A lista com os nomes dos gestores públicos com contas julgadas irregulares pelo Tribunal de Contas da União (TCU), entregue ao Tribunal Superior Eleitoral (TSE), na semana passada, apresenta sete processos relacionados a Bagé, de três responsáveis diferentes, que transitaram em julgado entre 2014 e 2018, e, em regra, não são mais passíveis de recursos. O TCU também disponibilizou o sistema de contas julgadas irregulares em tempo integral em uma página na internet (contasirregulares.tcu.gov.br). A consulta pode ser feita por nome, sobrenome, partes do nome ou CPF. Também há filtros por Estado e município.
Na lista constam 7.431 nomes de gestores relacionados a 11.408 contas (uma mesma pessoa pode ter mais de um processo, a exemplo do que ocorre com os processos bajeenses). Estes gestores podem ser declaradaos inelegíveis pela Justiça Eleitoral. As informações serão atualizadas diariamente até a data das eleições. Até a semana passada, o Estado do Maranhão tinha 659 registros, seguido do Rio de Janeiro, com 614, e de São Paulo, com 564. Para fins eleitorais, os dados se referem às contas julgadas nos oito anos anteriores à eleição, segundo regras estabelecidas na Lei da Ficha Limpa (Lei Complementar 135/2010).


Colaboração
Durante a entrega da lista, o presidente do TCU, ministro Raimundo Carreiro, ressaltou que 'o Tribunal de Contas da União cumpre seu papel legal de disponibilizar a relação de contas julgadas irregulares, colaborando com a Justiça Eleitoral no esforço de fazer valer a Lei da Ficha Limpa, importante conquista de iniciativa popular'.

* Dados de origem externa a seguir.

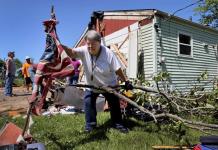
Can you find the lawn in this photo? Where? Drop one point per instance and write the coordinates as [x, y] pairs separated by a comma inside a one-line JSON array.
[[66, 132]]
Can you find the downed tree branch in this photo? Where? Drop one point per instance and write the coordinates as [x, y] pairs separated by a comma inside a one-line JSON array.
[[194, 124], [110, 90]]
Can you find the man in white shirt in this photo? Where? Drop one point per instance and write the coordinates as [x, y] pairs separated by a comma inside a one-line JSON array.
[[101, 69]]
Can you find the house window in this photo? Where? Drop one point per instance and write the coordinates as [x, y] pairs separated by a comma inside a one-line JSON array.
[[185, 45]]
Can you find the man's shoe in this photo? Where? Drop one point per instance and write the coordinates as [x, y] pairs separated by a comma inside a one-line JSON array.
[[88, 129], [121, 128]]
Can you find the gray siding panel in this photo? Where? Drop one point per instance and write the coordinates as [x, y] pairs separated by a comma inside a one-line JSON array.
[[185, 70]]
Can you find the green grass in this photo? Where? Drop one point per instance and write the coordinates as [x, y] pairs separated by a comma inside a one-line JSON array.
[[66, 132]]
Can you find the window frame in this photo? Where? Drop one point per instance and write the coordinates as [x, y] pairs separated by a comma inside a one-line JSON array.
[[191, 44]]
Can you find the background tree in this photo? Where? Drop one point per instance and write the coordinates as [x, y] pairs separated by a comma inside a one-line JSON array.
[[208, 10]]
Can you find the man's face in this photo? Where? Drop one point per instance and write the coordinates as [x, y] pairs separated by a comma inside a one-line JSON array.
[[93, 46]]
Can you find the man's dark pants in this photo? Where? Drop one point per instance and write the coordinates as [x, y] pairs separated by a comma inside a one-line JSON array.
[[91, 112]]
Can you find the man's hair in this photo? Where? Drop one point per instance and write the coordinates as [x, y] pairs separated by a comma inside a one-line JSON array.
[[93, 36]]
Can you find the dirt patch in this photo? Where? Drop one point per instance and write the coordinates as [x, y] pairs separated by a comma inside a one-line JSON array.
[[16, 104]]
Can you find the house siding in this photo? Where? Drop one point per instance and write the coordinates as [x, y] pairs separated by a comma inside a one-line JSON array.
[[146, 50], [185, 70]]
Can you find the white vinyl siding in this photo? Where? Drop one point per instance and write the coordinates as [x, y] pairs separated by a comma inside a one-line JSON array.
[[185, 70], [146, 50]]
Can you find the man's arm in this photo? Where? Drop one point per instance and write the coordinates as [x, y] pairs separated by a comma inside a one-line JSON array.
[[120, 73], [70, 52]]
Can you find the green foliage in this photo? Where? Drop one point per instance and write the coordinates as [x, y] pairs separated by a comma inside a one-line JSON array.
[[208, 10], [66, 132]]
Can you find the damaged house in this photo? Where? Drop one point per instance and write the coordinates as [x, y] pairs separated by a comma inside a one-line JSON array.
[[150, 41]]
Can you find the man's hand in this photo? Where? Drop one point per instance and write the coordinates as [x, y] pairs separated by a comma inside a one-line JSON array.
[[128, 85]]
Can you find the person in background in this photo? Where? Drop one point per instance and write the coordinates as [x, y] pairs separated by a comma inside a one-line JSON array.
[[26, 74], [10, 74], [101, 69], [76, 65]]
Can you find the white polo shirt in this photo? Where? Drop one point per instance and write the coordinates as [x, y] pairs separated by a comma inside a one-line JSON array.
[[103, 69]]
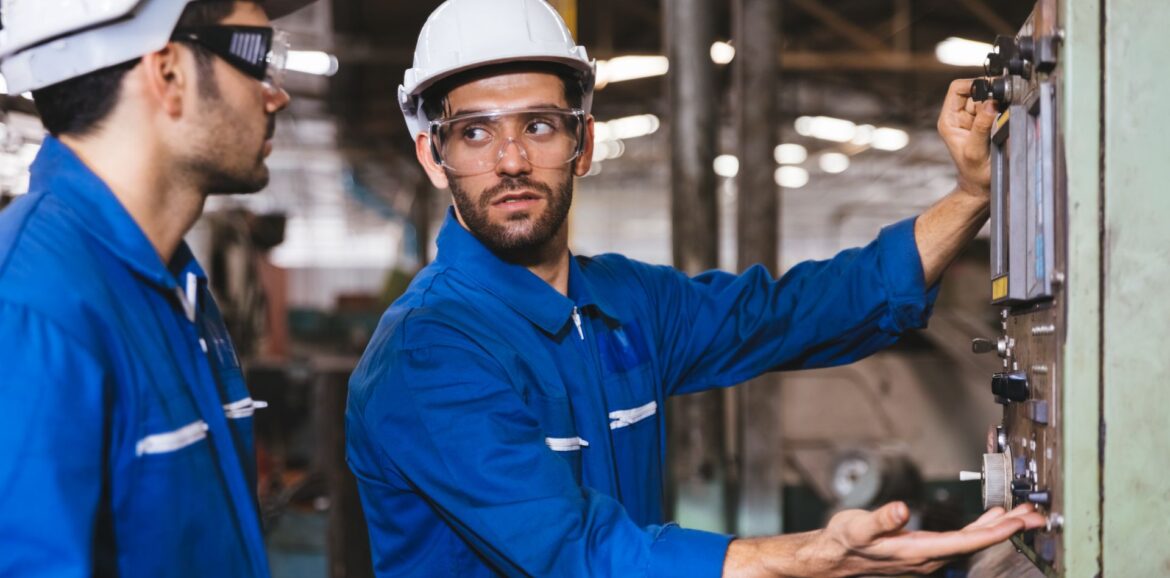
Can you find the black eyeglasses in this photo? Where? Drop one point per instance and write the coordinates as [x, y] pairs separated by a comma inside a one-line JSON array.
[[255, 50]]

O presidente do TSE, ministro Luiz Fux, destacou que a colaboração do TCU 'dá profunda transparência às contas públicas'. “Verificamos a consagração de dois princípios (constitucionais inerentes à Justiça Eleitoral): o republicano, na medida em que damos conta à sociedade de como é gerido o dinheiro público, e, em segundo lugar, nós consagramos aquilo que denominamos de moralidade dos pleitos eleitorais”, disse.


Legislação
Apenas a Justiça Eleitoral pode declarar a inelegibilidade de alguém. Para tanto, é preciso que haja uma ação de impugnação de candidatura proposta pelo Ministério Público ou por partidos, coligações e candidatos. Compete ao TCU apenas julgar as contas de administradores públicos quanto à exatidão dos demonstrativos contábeis, à legalidade, à legitimidade e à economicidade dos atos de gestão de recursos da União praticados por esses agentes.